In this module, you are interested in a few protein sequences from the mammoth Mammuthus primigenius and would like to find the corresponding HOGs for further phylogenomic analyses. For this, you will need the input files which contain the protein sequences to be in FASTA format. You will also need to use the OMAmer command line or the OMA Browser.
Use the command line to place the proteins in the file MAMPROT.fa into HOGs. For this, use the command omamer search
.
1. What would be the command line for omamer search if you want the results to be output into a file called MAMPROT.hogmap.txt?
omamer search --help
omamer search --db omamer_databases/Metazoa.h5 --query MAMPROT.fa --out MAMPROT.hogmap.txt
The family_p is a score that represents the unlikelihood of k-mer matching by chance. The higher the score, the less chances that k-mer matching happened randomly. The score is the negative logarithm of the p-value of having as many k-mers in common with the selected rootHOG under a binomial distribution.
The overlap is the proportion of the sequence between the first k-mer and last k-mer of the sequences that maps to these HOGs - it gives an estimate of whether the whole sequence or only part of it corresponds to the HOG.
2. How confident can we be in the mammoth sequences’ placement into HOGs?
3. Given the root HOG placement, what proteins are MP1 and MP2?
You just sequenced and annotated a whole proteome for a yeast species, and would like to get orthology information for this proteome of interest. You can use OMAmer to place all the sequences onto the HOGs, which takes only a few minutes. OMAmer results are the starting point for high-resolution orthology inference with FastOMA, which is the topic of the next module.
Use OMAmer to place sequences for the NewYeastProteome.fa file into HOGs from the Saccharomyceta.h5 database.

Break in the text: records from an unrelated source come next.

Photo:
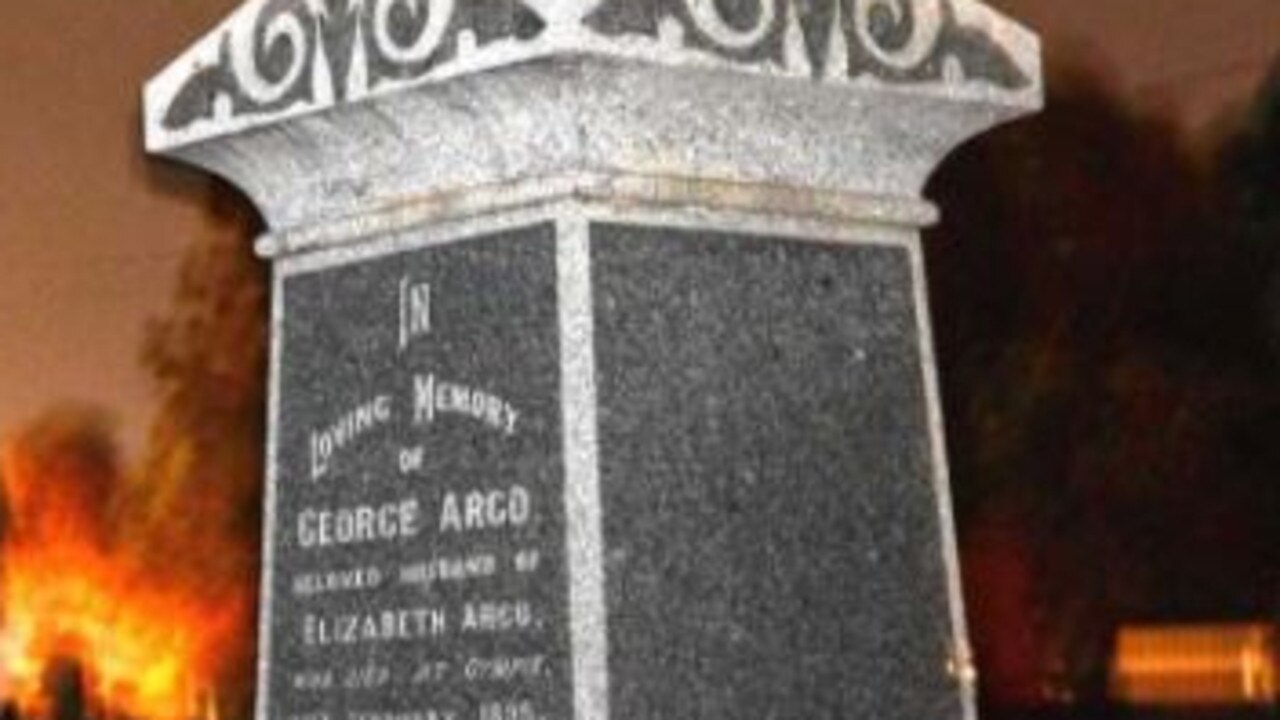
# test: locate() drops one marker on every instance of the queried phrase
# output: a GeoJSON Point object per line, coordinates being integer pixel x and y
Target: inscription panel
{"type": "Point", "coordinates": [771, 523]}
{"type": "Point", "coordinates": [419, 533]}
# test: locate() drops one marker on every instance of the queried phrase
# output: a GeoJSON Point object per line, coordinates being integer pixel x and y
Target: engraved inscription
{"type": "Point", "coordinates": [419, 566]}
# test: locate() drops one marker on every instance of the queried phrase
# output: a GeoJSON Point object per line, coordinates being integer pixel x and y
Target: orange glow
{"type": "Point", "coordinates": [1193, 665]}
{"type": "Point", "coordinates": [72, 591]}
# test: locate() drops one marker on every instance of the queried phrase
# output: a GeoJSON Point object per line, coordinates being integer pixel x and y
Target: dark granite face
{"type": "Point", "coordinates": [419, 566]}
{"type": "Point", "coordinates": [772, 537]}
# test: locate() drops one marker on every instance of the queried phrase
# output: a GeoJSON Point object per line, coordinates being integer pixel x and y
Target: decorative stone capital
{"type": "Point", "coordinates": [321, 108]}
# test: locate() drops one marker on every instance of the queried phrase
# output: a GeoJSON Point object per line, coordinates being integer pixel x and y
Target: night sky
{"type": "Point", "coordinates": [91, 232]}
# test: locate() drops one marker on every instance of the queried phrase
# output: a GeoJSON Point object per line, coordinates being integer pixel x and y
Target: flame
{"type": "Point", "coordinates": [76, 584]}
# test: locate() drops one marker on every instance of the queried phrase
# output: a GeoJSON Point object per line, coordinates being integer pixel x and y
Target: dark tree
{"type": "Point", "coordinates": [1101, 332]}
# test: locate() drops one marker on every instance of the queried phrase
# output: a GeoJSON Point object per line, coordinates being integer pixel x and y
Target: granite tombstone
{"type": "Point", "coordinates": [602, 378]}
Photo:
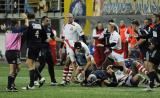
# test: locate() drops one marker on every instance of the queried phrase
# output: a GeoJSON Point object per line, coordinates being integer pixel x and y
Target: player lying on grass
{"type": "Point", "coordinates": [79, 58]}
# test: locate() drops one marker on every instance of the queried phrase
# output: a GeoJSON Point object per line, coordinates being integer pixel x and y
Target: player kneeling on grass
{"type": "Point", "coordinates": [79, 58]}
{"type": "Point", "coordinates": [135, 78]}
{"type": "Point", "coordinates": [152, 61]}
{"type": "Point", "coordinates": [102, 78]}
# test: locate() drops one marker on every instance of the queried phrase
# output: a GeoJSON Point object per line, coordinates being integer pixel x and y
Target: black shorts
{"type": "Point", "coordinates": [33, 53]}
{"type": "Point", "coordinates": [13, 56]}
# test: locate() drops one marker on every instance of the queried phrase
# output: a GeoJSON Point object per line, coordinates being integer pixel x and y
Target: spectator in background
{"type": "Point", "coordinates": [43, 6]}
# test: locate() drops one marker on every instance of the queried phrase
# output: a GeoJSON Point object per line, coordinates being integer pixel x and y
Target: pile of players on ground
{"type": "Point", "coordinates": [122, 56]}
{"type": "Point", "coordinates": [118, 55]}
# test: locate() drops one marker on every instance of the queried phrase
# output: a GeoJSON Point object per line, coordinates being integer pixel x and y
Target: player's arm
{"type": "Point", "coordinates": [81, 33]}
{"type": "Point", "coordinates": [24, 16]}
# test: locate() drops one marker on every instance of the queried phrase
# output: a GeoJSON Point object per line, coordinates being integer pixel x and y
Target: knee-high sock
{"type": "Point", "coordinates": [70, 73]}
{"type": "Point", "coordinates": [151, 78]}
{"type": "Point", "coordinates": [32, 75]}
{"type": "Point", "coordinates": [10, 81]}
{"type": "Point", "coordinates": [141, 68]}
{"type": "Point", "coordinates": [65, 73]}
{"type": "Point", "coordinates": [37, 74]}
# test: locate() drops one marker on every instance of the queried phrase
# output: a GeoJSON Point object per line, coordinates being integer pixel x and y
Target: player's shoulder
{"type": "Point", "coordinates": [75, 24]}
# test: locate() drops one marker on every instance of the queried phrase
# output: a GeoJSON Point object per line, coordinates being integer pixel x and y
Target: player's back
{"type": "Point", "coordinates": [34, 33]}
{"type": "Point", "coordinates": [72, 31]}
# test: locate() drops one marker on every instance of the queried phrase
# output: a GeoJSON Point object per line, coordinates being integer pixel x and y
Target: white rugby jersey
{"type": "Point", "coordinates": [70, 51]}
{"type": "Point", "coordinates": [72, 31]}
{"type": "Point", "coordinates": [115, 38]}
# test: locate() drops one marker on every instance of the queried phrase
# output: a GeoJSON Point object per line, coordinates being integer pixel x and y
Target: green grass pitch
{"type": "Point", "coordinates": [70, 91]}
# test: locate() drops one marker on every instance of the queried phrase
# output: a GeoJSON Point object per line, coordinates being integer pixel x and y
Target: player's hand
{"type": "Point", "coordinates": [83, 73]}
{"type": "Point", "coordinates": [48, 40]}
{"type": "Point", "coordinates": [3, 27]}
{"type": "Point", "coordinates": [100, 45]}
{"type": "Point", "coordinates": [101, 36]}
{"type": "Point", "coordinates": [23, 15]}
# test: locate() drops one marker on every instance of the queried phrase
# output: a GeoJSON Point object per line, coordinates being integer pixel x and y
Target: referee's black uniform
{"type": "Point", "coordinates": [46, 55]}
{"type": "Point", "coordinates": [33, 36]}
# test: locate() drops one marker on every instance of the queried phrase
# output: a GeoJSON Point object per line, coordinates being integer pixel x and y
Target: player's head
{"type": "Point", "coordinates": [77, 46]}
{"type": "Point", "coordinates": [45, 20]}
{"type": "Point", "coordinates": [153, 44]}
{"type": "Point", "coordinates": [99, 25]}
{"type": "Point", "coordinates": [111, 27]}
{"type": "Point", "coordinates": [15, 22]}
{"type": "Point", "coordinates": [31, 16]}
{"type": "Point", "coordinates": [156, 17]}
{"type": "Point", "coordinates": [122, 23]}
{"type": "Point", "coordinates": [135, 24]}
{"type": "Point", "coordinates": [147, 21]}
{"type": "Point", "coordinates": [91, 78]}
{"type": "Point", "coordinates": [70, 18]}
{"type": "Point", "coordinates": [109, 69]}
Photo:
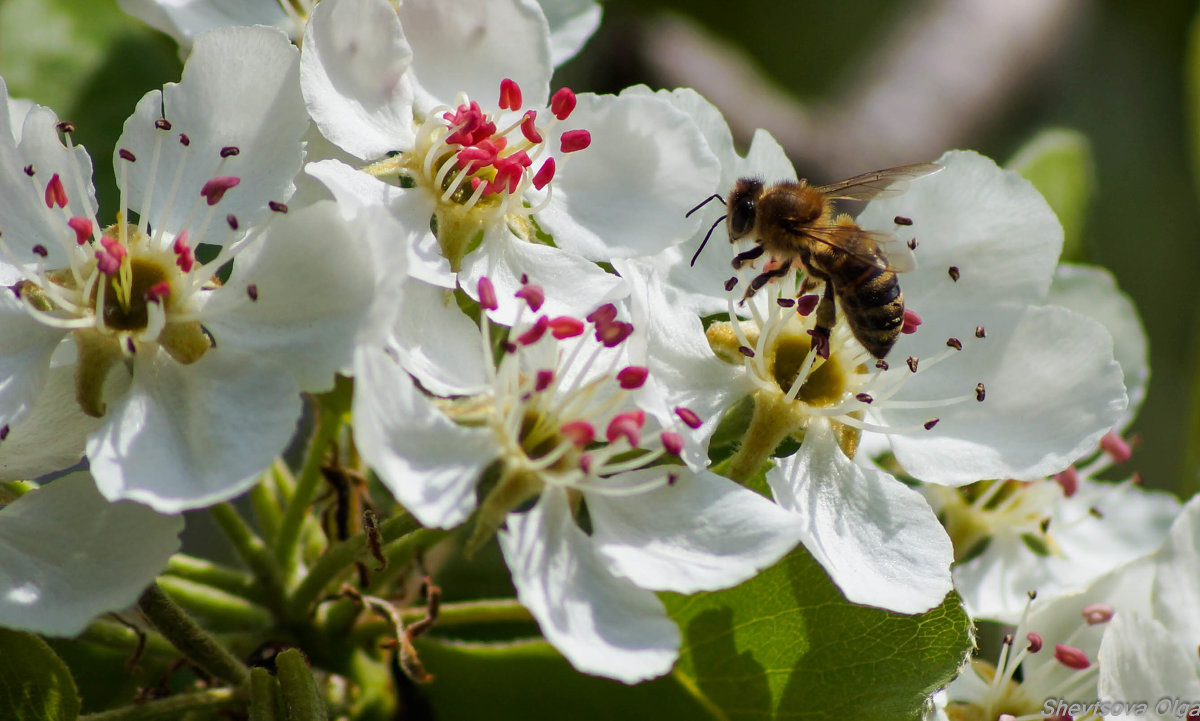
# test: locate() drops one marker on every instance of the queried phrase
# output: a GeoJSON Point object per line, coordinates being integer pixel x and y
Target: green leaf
{"type": "Point", "coordinates": [35, 684]}
{"type": "Point", "coordinates": [1059, 163]}
{"type": "Point", "coordinates": [786, 644]}
{"type": "Point", "coordinates": [521, 680]}
{"type": "Point", "coordinates": [1192, 89]}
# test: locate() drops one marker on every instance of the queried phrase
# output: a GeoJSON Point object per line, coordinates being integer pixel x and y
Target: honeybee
{"type": "Point", "coordinates": [798, 222]}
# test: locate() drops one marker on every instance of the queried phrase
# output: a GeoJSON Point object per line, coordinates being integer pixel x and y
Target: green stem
{"type": "Point", "coordinates": [267, 504]}
{"type": "Point", "coordinates": [231, 581]}
{"type": "Point", "coordinates": [174, 707]}
{"type": "Point", "coordinates": [340, 558]}
{"type": "Point", "coordinates": [264, 696]}
{"type": "Point", "coordinates": [121, 638]}
{"type": "Point", "coordinates": [255, 552]}
{"type": "Point", "coordinates": [287, 540]}
{"type": "Point", "coordinates": [226, 612]}
{"type": "Point", "coordinates": [301, 698]}
{"type": "Point", "coordinates": [192, 641]}
{"type": "Point", "coordinates": [399, 553]}
{"type": "Point", "coordinates": [283, 481]}
{"type": "Point", "coordinates": [465, 613]}
{"type": "Point", "coordinates": [769, 426]}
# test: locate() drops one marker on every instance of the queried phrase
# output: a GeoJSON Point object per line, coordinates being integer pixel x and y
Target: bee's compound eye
{"type": "Point", "coordinates": [742, 218]}
{"type": "Point", "coordinates": [742, 206]}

1. What is the command to do this?
omamer search --db omamer_databases/Saccharomyceta.h5 --query NewYeastProteome.fa --out NewYeastProteome.hogmap.txt
2. How many proteins are there in the proteomes? How many for which no homologs are found?
wc NewYeastProteome.hogmap.txt
to count the number of lines in a file and cut -f 2 NewYeastProteome.hogmap.txt | grep 'N/A' | wc
to count lines with occurrences of 'N/A' in the second column.
Do not forget to remove the 8 header lines from the total count!
The yeast gene CDC12 encodes a septin, a protein first identified in yeast and essential for cell division in many Eukaryotes. CDC12 is part of HOG:D0671290.5i.
3. What is the ortholog of this gene in the new yeast species?